Originally Posted by *hottmama* 
My son weighed 35 lbs. (36") at 3 and weighs 40 lbs. now, he will be 4 this month. He's 40" tall and a bit on the chubby side, I think. I was a chubby toddler, though, and have been underweight since about 6. What were you shaped like when you were little? He's probably taking after one of his parents.

I was a skinny kid. Not shorter than my peers, but skinny. I imagine my dh was a skinny child as well. We are both skinny 30 somethings. I keep telling dh to consider that when comparing ds1 to other 4 year olds. Ds1 is pretty short, too, though. He was 36" at his 3yo checkup. I know he's grown some, but he still seems a lot shorter than other children his age. Dh is 6'4" and I'm 5'7".

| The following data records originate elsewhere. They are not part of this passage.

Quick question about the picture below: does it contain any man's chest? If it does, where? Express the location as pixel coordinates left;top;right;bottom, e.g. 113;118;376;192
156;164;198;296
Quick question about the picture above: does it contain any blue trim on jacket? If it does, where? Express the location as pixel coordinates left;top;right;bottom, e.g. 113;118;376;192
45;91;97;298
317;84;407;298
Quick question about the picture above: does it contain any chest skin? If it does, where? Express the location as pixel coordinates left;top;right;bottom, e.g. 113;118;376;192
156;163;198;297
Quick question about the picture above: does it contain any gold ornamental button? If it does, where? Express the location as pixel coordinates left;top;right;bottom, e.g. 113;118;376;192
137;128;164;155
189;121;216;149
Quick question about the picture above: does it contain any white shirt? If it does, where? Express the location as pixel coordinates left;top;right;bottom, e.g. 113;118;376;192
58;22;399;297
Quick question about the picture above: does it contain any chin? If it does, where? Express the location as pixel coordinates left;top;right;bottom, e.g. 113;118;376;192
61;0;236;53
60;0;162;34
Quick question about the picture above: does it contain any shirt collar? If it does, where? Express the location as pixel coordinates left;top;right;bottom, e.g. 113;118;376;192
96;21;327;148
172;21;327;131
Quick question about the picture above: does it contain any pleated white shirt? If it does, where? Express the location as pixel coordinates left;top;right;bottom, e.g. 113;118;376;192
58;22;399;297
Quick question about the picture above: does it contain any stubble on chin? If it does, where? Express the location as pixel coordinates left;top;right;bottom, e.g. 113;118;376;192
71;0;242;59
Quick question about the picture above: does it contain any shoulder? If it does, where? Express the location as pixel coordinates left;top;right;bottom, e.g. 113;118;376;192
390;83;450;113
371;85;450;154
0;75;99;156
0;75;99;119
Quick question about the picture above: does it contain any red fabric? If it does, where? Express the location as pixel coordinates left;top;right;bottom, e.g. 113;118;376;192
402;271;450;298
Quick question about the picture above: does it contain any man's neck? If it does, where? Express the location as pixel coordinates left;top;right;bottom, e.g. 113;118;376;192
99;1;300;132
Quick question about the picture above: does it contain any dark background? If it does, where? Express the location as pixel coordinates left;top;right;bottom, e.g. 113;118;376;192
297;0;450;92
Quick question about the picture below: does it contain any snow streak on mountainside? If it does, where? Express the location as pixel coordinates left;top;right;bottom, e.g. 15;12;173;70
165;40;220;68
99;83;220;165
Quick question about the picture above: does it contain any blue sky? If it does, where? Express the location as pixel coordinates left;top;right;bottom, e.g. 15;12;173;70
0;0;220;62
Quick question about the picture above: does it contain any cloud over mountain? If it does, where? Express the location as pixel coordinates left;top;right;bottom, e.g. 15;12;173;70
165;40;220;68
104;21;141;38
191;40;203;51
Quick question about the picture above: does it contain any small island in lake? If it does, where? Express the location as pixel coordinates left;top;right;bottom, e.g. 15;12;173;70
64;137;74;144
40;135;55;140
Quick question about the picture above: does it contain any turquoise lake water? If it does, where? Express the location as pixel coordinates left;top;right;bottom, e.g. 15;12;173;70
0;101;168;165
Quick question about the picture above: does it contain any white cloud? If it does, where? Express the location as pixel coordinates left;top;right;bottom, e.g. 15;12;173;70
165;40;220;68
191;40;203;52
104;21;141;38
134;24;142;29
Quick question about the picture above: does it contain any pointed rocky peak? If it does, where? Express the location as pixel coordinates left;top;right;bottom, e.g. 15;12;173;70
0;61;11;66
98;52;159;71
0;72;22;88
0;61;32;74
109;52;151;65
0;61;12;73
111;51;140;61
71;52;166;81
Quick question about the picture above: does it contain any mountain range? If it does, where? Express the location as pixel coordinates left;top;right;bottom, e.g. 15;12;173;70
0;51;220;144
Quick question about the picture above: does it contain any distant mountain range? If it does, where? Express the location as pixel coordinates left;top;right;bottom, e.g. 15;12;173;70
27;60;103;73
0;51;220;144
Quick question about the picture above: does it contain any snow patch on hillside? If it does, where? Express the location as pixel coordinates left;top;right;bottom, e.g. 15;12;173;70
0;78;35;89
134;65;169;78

I can see the variation in just these few responses to my original post. As long as he's grown some all is well in my book. I do secretly hope for a growth spurt sometime soon, though-at least so mil and dh will quit worrying about it.


----------



## Cinder (Feb 4, 2003)

Hmm, I think Janelle weighed 23lbs at 3 and 27lbs at 4, but we took out her tonsils due to her not having grown at ALL (in anyway) since 2 1/2 and severe sleep apnea, and that caused a huge, for her, growth spurt.

Between 3 1/2 and 4 she lost half a lb.


----------



## Daffodil (Aug 30, 2003)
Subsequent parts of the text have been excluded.